Mais pour amener sur scène l’enchanteur, Obama a du lui offrir ce qu’il n’avait pas même concédé à sa femme Michelle mardi soir : Le président vient à sa rencontre à la fin du discours, et leur accolade scelle une réconciliation propice au ralliement des électeurs indépendants en novembre.

A entendre Clinton décrire Obama « comme « cool » au dehors, mais enflammé pour l’Amérique à l’intérieur », à voir l’un l’ égo le plus radiant de l’histoire politique reconnaître « qu’aucun président, pas même moi, n’aurait pu réparer une économie aussi dégradée en si peu de temps », on ne peut qu’admirer le chemin parcouru depuis 2008 par les deux ennemis d’hier.

Depuis ses débuts en politique, dans les années 90, Barack Obama n’avait cessé de critiquer les compromis de Clinton avec les républicains sur la question de l’assistance sociale.
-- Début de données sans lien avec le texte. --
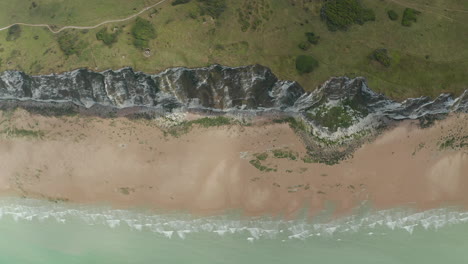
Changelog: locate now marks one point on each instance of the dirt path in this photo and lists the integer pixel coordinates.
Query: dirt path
(86, 27)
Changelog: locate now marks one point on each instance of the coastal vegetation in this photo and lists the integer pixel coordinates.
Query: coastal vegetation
(422, 62)
(284, 154)
(143, 32)
(106, 37)
(332, 117)
(306, 64)
(14, 32)
(341, 14)
(19, 132)
(381, 56)
(213, 8)
(70, 43)
(409, 16)
(392, 15)
(205, 122)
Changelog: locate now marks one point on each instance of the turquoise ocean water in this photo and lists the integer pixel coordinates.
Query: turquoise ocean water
(35, 231)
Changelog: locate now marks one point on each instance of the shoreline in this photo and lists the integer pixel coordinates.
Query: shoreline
(208, 170)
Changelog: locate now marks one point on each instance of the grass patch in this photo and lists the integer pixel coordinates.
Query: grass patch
(261, 156)
(106, 37)
(392, 15)
(14, 32)
(206, 122)
(143, 32)
(213, 8)
(17, 132)
(409, 16)
(332, 118)
(257, 164)
(306, 64)
(180, 2)
(296, 125)
(381, 56)
(341, 14)
(312, 38)
(284, 154)
(70, 43)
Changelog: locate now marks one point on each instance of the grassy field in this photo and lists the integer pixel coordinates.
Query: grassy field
(429, 57)
(67, 12)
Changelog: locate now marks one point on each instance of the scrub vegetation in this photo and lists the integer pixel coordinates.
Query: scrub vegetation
(276, 34)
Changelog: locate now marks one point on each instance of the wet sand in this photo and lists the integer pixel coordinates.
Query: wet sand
(207, 170)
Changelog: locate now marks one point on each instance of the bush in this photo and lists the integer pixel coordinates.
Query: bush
(14, 32)
(409, 16)
(106, 37)
(312, 38)
(180, 2)
(381, 55)
(213, 8)
(143, 31)
(392, 15)
(306, 64)
(70, 43)
(340, 14)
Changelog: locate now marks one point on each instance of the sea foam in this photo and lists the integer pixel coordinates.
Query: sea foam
(181, 226)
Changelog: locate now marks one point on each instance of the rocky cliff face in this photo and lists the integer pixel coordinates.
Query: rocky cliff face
(340, 106)
(218, 87)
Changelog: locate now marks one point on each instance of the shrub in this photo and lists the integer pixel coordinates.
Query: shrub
(306, 64)
(213, 8)
(143, 31)
(392, 15)
(409, 16)
(106, 37)
(180, 2)
(14, 32)
(312, 38)
(70, 43)
(340, 14)
(381, 55)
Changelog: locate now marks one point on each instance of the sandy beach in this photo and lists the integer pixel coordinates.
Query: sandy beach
(127, 162)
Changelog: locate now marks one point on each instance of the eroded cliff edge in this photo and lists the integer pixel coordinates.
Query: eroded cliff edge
(333, 119)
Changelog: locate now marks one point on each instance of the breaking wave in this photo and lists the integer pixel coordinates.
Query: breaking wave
(185, 225)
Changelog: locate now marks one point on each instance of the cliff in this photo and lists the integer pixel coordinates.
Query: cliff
(340, 107)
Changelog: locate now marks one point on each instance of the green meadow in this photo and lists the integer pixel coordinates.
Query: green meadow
(427, 57)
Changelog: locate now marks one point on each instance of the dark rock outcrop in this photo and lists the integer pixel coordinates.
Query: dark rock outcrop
(242, 89)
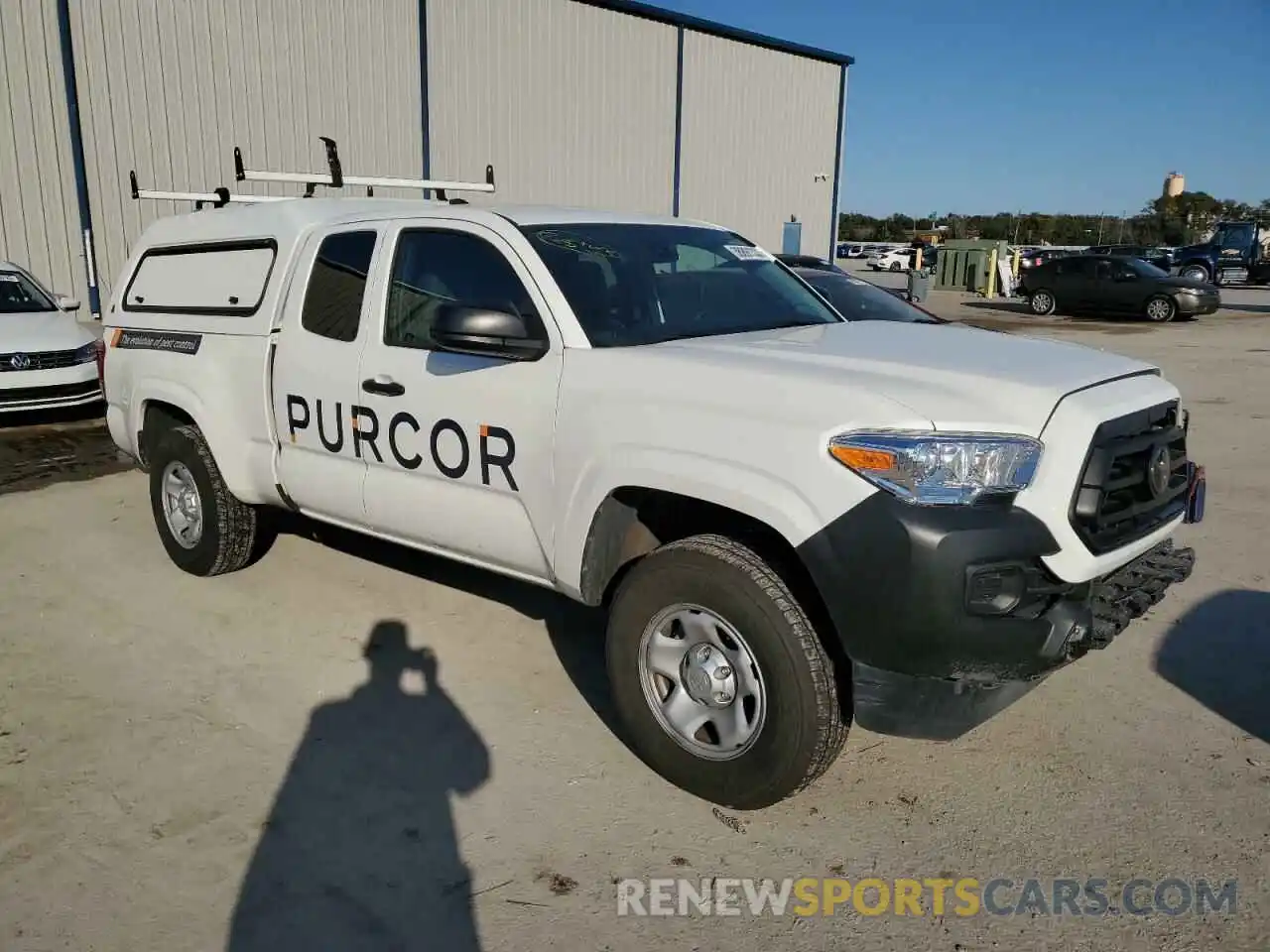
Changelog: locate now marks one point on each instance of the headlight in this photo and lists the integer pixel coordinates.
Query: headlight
(939, 468)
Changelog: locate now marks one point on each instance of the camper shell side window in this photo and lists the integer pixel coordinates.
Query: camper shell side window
(220, 278)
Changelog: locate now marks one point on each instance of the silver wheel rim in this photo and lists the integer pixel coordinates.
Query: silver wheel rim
(701, 682)
(182, 506)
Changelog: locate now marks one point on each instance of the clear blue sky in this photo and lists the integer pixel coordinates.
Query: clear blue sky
(1052, 105)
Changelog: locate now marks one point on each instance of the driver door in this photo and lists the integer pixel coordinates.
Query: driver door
(458, 447)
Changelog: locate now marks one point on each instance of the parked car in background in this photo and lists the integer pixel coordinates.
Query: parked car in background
(857, 299)
(1115, 285)
(897, 261)
(48, 358)
(1152, 255)
(810, 262)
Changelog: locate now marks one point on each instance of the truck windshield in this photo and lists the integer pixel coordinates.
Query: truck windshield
(635, 285)
(19, 296)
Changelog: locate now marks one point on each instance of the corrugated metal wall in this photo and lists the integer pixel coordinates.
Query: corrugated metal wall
(758, 128)
(171, 86)
(572, 104)
(39, 213)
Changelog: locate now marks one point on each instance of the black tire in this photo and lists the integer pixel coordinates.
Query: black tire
(1161, 308)
(806, 725)
(230, 527)
(1042, 302)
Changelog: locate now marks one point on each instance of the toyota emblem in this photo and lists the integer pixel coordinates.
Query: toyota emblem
(1159, 471)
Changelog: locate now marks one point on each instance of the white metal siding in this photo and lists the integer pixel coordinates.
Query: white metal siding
(758, 127)
(171, 87)
(572, 104)
(39, 211)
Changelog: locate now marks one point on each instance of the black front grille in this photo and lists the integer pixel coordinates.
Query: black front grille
(46, 361)
(1114, 503)
(59, 391)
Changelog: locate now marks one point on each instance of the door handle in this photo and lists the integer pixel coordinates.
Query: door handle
(382, 386)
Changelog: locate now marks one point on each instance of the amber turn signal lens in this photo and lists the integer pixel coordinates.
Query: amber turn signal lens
(858, 458)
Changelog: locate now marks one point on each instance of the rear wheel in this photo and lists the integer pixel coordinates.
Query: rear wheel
(1161, 308)
(717, 675)
(1042, 302)
(204, 530)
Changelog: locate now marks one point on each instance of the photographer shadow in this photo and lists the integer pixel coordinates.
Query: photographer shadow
(1219, 654)
(359, 849)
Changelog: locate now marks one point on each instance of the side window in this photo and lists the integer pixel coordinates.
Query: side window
(336, 285)
(436, 268)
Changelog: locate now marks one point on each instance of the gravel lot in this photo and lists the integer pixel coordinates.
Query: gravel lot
(199, 765)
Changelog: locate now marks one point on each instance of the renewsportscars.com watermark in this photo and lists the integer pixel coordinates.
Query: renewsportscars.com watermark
(962, 896)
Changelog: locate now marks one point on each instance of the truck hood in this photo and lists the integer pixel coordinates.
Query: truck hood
(957, 377)
(41, 330)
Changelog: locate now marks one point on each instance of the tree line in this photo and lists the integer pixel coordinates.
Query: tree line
(1179, 220)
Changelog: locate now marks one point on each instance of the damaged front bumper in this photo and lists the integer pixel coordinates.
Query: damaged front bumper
(1084, 620)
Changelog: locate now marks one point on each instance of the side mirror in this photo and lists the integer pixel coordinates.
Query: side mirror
(485, 333)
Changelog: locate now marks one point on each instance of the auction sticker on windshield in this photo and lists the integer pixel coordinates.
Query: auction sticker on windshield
(748, 253)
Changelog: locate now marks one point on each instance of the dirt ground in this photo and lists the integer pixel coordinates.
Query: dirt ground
(350, 747)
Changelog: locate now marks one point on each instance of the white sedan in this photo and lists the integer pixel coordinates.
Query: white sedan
(897, 261)
(48, 358)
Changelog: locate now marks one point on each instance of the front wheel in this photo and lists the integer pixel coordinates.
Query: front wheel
(719, 678)
(203, 527)
(1042, 302)
(1161, 308)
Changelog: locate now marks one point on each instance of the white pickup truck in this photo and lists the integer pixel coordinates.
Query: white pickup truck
(798, 515)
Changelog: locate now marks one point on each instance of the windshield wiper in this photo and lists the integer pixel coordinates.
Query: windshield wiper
(691, 335)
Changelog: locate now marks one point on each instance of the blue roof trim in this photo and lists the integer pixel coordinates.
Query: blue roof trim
(717, 30)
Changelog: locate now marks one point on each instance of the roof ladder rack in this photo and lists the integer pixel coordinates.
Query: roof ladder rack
(335, 177)
(217, 198)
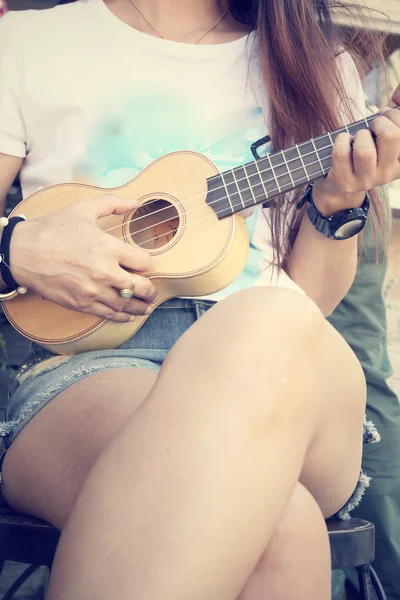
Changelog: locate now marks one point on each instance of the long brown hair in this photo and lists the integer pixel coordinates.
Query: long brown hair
(298, 46)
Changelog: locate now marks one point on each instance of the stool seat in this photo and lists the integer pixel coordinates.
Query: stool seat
(352, 543)
(26, 539)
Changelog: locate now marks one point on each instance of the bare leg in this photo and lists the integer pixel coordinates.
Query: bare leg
(296, 564)
(188, 495)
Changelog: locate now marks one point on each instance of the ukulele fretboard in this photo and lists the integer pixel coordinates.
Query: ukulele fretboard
(265, 178)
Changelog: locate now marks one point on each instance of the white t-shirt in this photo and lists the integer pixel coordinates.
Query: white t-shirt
(86, 98)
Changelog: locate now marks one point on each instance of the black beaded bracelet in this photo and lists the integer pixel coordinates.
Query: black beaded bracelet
(5, 269)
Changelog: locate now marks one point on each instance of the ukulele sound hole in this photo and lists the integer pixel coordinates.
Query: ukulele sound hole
(154, 224)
Sa rancœur s’expliquait aussi par le soutien de Bill, en 2000, à son adversaire démocrate lors des primaires pour les élections locales du South Side de Chicago. L’ex président, pour sa part, avait réagi avec fureur aux attaques du jeune sénateur d’Illinois contre Hillary lors des primaires de 2008. Mais ce Président a embauché des anciens de son administration, et même sa femme comme secrétaire d’Etat, dès son entrée en fonction. Et mieux, il a prêté allégeance, invitant en septembre 2011 celui qu’il décrivait comme un démocrate de droite, à lui prodiguer ses conseils lors d’une partie de golf  près de la base aérienne d’Andrews.

Bill a depuis participé à près d’une dizaine de galas de levée de fonds pour Obama, accepté d’accoler sa marque infaillible et sa popularité incomparable à celle d’un Président menacé. Espère t-il ainsi, damer le chemin pour une élection d’Hillary Clinton en 2016 ? Son message, ce soir était, en tout cas, simple, fut-il paternel et un rien impérieux : « Je veux que Barack Obama soit le prochain président des Etats-Unis »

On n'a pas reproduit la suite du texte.